A rodent model of infusion brain edema: Methodology and pathophysiological effects of saline and protein infusions

Abstract

To evaluate the potency of putative secondary mediators of brain edema and their possible contribution to edema related brain dysfunction an infusion model of brain edema was developed in rats. 100 ul of fluid (saline, 20% nonautologous protein) was infused over one hour into the left forebrain white matter through a stereotaxically placed (+ 1.2 mm ant to bregma, 3 mm lateral and 2.9 mm depth) 25 G needle. Brain tissue hydraulic resistance (R_t), regional cerebral blood flow (rCBF), cortical somatosensory evoked potentials (SEPs) and intracranial pressure (ICP) (intraventricular needle) were monitored during the infusion and rCBF CO₂ reactivity (hydrogen clearance), local brain water content (microgravimetry), BBB integrity (Evans Blue 2%) and brain histology (H & E, Solochrome-cyanin) were evaluated after the infusion. Saline infusates caused no physiological dysfunction despite ipsilateral expansion and vacuolation of the subcortical white matter, separation of axonal bundles and a significant decrease (p=3.8×10⁻⁵)in local subcortical tissue specific gravity. Cortical histology and specific gravity adjacent to the infusion locus were normal.
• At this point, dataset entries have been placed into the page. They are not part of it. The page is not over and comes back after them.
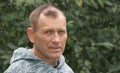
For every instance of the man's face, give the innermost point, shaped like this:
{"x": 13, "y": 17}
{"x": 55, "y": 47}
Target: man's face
{"x": 50, "y": 37}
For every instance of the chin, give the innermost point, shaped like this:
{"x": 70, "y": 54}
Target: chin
{"x": 56, "y": 56}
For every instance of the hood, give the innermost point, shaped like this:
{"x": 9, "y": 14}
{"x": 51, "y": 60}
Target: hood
{"x": 27, "y": 54}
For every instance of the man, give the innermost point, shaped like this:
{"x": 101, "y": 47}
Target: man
{"x": 48, "y": 34}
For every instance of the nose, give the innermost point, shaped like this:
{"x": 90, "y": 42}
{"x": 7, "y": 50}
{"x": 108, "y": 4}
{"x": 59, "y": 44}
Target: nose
{"x": 56, "y": 38}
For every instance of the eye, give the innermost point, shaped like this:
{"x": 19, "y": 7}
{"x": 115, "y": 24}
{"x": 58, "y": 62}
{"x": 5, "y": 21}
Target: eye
{"x": 48, "y": 32}
{"x": 61, "y": 32}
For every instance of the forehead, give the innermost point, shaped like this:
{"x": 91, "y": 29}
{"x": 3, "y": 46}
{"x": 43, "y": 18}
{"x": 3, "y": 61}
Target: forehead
{"x": 43, "y": 20}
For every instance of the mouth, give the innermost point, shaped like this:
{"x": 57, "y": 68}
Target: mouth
{"x": 55, "y": 48}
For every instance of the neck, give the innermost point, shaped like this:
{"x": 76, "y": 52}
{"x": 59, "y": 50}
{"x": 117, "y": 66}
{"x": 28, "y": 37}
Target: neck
{"x": 51, "y": 61}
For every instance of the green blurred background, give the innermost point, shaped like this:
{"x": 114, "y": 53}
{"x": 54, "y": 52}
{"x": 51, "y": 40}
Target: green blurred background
{"x": 93, "y": 44}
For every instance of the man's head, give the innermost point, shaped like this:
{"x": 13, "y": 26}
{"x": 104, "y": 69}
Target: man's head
{"x": 48, "y": 32}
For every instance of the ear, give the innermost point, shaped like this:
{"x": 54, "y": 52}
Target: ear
{"x": 30, "y": 34}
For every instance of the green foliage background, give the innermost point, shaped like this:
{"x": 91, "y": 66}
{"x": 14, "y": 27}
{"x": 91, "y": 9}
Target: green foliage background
{"x": 93, "y": 45}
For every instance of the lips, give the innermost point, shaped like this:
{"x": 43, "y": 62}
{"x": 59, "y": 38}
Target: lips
{"x": 55, "y": 49}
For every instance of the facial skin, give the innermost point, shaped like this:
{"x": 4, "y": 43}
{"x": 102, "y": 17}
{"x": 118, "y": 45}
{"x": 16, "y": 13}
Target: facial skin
{"x": 50, "y": 38}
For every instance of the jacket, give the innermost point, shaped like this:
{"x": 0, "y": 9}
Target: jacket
{"x": 24, "y": 61}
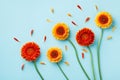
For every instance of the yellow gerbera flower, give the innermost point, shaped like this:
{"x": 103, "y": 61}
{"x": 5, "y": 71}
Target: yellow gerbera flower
{"x": 103, "y": 20}
{"x": 54, "y": 54}
{"x": 60, "y": 31}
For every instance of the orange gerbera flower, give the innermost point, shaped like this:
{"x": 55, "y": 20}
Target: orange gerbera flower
{"x": 85, "y": 37}
{"x": 60, "y": 31}
{"x": 30, "y": 51}
{"x": 54, "y": 54}
{"x": 103, "y": 20}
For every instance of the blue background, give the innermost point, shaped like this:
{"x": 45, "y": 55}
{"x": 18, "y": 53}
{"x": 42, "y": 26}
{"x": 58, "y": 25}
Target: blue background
{"x": 18, "y": 17}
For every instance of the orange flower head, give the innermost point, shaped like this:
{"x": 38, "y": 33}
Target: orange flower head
{"x": 54, "y": 54}
{"x": 85, "y": 37}
{"x": 30, "y": 51}
{"x": 60, "y": 31}
{"x": 103, "y": 20}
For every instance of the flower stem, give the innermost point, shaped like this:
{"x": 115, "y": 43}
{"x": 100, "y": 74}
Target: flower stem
{"x": 98, "y": 52}
{"x": 91, "y": 57}
{"x": 78, "y": 59}
{"x": 62, "y": 71}
{"x": 37, "y": 70}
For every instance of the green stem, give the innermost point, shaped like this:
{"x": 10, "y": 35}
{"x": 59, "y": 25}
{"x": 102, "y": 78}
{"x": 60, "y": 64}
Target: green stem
{"x": 91, "y": 57}
{"x": 78, "y": 59}
{"x": 98, "y": 51}
{"x": 37, "y": 70}
{"x": 62, "y": 71}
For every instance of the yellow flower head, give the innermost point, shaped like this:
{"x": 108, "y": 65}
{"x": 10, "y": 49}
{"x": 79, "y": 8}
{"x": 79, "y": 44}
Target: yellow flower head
{"x": 60, "y": 31}
{"x": 103, "y": 20}
{"x": 54, "y": 54}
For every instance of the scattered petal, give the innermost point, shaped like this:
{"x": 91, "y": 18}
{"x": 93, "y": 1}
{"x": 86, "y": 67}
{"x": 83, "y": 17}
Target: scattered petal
{"x": 66, "y": 47}
{"x": 48, "y": 20}
{"x": 84, "y": 50}
{"x": 52, "y": 10}
{"x": 87, "y": 19}
{"x": 67, "y": 63}
{"x": 45, "y": 38}
{"x": 96, "y": 7}
{"x": 68, "y": 14}
{"x": 74, "y": 23}
{"x": 16, "y": 39}
{"x": 109, "y": 37}
{"x": 32, "y": 31}
{"x": 22, "y": 67}
{"x": 79, "y": 7}
{"x": 43, "y": 63}
{"x": 83, "y": 56}
{"x": 114, "y": 28}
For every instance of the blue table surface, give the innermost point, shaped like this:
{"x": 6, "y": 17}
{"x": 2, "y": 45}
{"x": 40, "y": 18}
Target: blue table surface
{"x": 18, "y": 17}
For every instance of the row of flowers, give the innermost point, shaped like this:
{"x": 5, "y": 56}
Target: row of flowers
{"x": 84, "y": 37}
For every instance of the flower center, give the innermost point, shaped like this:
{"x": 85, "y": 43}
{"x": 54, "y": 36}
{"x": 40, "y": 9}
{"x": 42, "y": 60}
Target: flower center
{"x": 60, "y": 30}
{"x": 30, "y": 51}
{"x": 84, "y": 36}
{"x": 103, "y": 19}
{"x": 54, "y": 54}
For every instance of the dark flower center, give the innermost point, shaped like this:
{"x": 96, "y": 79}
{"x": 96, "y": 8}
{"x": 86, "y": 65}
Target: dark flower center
{"x": 60, "y": 30}
{"x": 84, "y": 36}
{"x": 103, "y": 19}
{"x": 30, "y": 51}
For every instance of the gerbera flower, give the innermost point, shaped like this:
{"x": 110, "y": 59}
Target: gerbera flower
{"x": 54, "y": 54}
{"x": 60, "y": 31}
{"x": 30, "y": 51}
{"x": 85, "y": 37}
{"x": 103, "y": 20}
R_t significantly decreased (p=6.5×10⁻⁴) during the infusion but there were only minor increases in ICP. Findings with 20% protein infusates were similar despite a focal 65% decrement in the rCBF CO₂ reactivity adjacent to the infusion site. This study has shown that a simple and inexpensive model of infusion brain edema can be created in the rat and that it provides a useful model for assessing the physiological effects of mediator compounds in the infusate. Potential applications and methodological improvements for this model are discussed.